Mientras Jesús les estaba diciendo estas cosas, se presentó un alto jefe y, postrándose ante él, le dijo: “Señor, mi hija acaba de morir, pero ven a imponerle tu mano y vivirá”.
Jesús se levantó y lo siguió con sus discípulos.
Entonces se le acercó por detrás una mujer que padecía de hemorragias desde hacía doce años, y le tocó los flecos de su manto,
pensando: “Con sólo tocar su manto, quedaré curada”.
Jesús se dio vuelta, y al verla, le dijo: “Ten confianza, hija, tu fe te ha salvado”. Y desde ese instante la mujer quedó curada.
Al llegar a la casa del jefe, Jesús vio a los que tocaban música fúnebre y a la gente que gritaba, y dijo:
“Retírense, la niña no está muerta, sino que duerme”. Y se reían de él.
Cuando hicieron salir a la gente, él entró, la tomó de la mano, y ella se levantó.
Y esta noticia se divulgó por aquella región.
Jesús va a curar
1) Sigue a un hombre: Jesús acompaña a un hombre lleno de fe, va a curar a la hija de este funcionario. Hoy vos también, con tu intercesión, podés ayudar a que Jesús llegue a aquellas personas que se están muriendo en esta vida, personas que ya están postradas y no quieren o no pueden caminar en esta vida. Hoy preséntate a Jesús y llévalo al encuentro de esas personas que necesitan de Él.

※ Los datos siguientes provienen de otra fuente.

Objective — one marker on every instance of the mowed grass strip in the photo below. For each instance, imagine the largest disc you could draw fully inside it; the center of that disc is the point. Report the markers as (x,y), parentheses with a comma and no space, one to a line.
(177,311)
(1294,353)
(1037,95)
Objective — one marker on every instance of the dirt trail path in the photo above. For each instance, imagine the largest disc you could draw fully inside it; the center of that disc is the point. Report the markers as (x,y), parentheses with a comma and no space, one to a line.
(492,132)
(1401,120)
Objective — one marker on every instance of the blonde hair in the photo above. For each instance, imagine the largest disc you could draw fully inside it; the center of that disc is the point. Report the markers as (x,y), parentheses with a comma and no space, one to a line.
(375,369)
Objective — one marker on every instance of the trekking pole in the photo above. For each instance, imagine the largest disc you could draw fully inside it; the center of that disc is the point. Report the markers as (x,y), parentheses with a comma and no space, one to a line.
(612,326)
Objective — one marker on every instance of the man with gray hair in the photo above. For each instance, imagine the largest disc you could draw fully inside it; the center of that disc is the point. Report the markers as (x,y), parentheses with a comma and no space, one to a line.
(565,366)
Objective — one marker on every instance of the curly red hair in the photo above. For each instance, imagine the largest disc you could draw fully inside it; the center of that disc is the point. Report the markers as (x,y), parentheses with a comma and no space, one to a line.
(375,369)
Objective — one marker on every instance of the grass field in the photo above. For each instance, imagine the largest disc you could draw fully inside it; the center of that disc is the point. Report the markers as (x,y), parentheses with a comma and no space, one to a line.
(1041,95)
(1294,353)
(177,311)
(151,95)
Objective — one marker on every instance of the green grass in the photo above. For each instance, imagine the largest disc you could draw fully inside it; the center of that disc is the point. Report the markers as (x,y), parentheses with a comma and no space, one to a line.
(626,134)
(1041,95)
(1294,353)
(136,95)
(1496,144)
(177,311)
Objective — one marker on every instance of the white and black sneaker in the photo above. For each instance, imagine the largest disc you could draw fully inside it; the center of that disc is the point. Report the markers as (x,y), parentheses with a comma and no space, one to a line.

2) La hemorroísa: es una mujer que viene sufriendo hace mucho tiempo en su vida. Sufre el dolor externo de ser juzgada y ninguneada por la sociedad, pero también tiene ese dolor interno que la debilita y desespera. Ella solo quiere tocar a Jesús y tiene fe en ello. ¡Vamos! No me decaigas, seguí buscando llegar a Jesús para tocarlo. Busca esa manera en que tu fe no decaiga y sigas luchando para acercarte al Señor. Él te va a sanar y aliviar. No sigas mirando a aquellos que te ningunean, incluso esos que están «cerca de Jesús». No bajes los brazos. Es esa fe que tenés la que te ayudará a tocarlo y curarte de esos dolores internos que te hacen sentir caído y débil. ¡Hoy tocas a Jesús!
3) Se reían de Él: sí, se burlan aquellos que ni creen porque no ven los milagros. Pero vos no te burles de Dios. Confía y ten fe, porque el tiempo es el que te lleva a la verdad.
Aunque todo el mundo se ría de vos y de tu fe no te bajonees, porque para el que cree «todo tiene solución».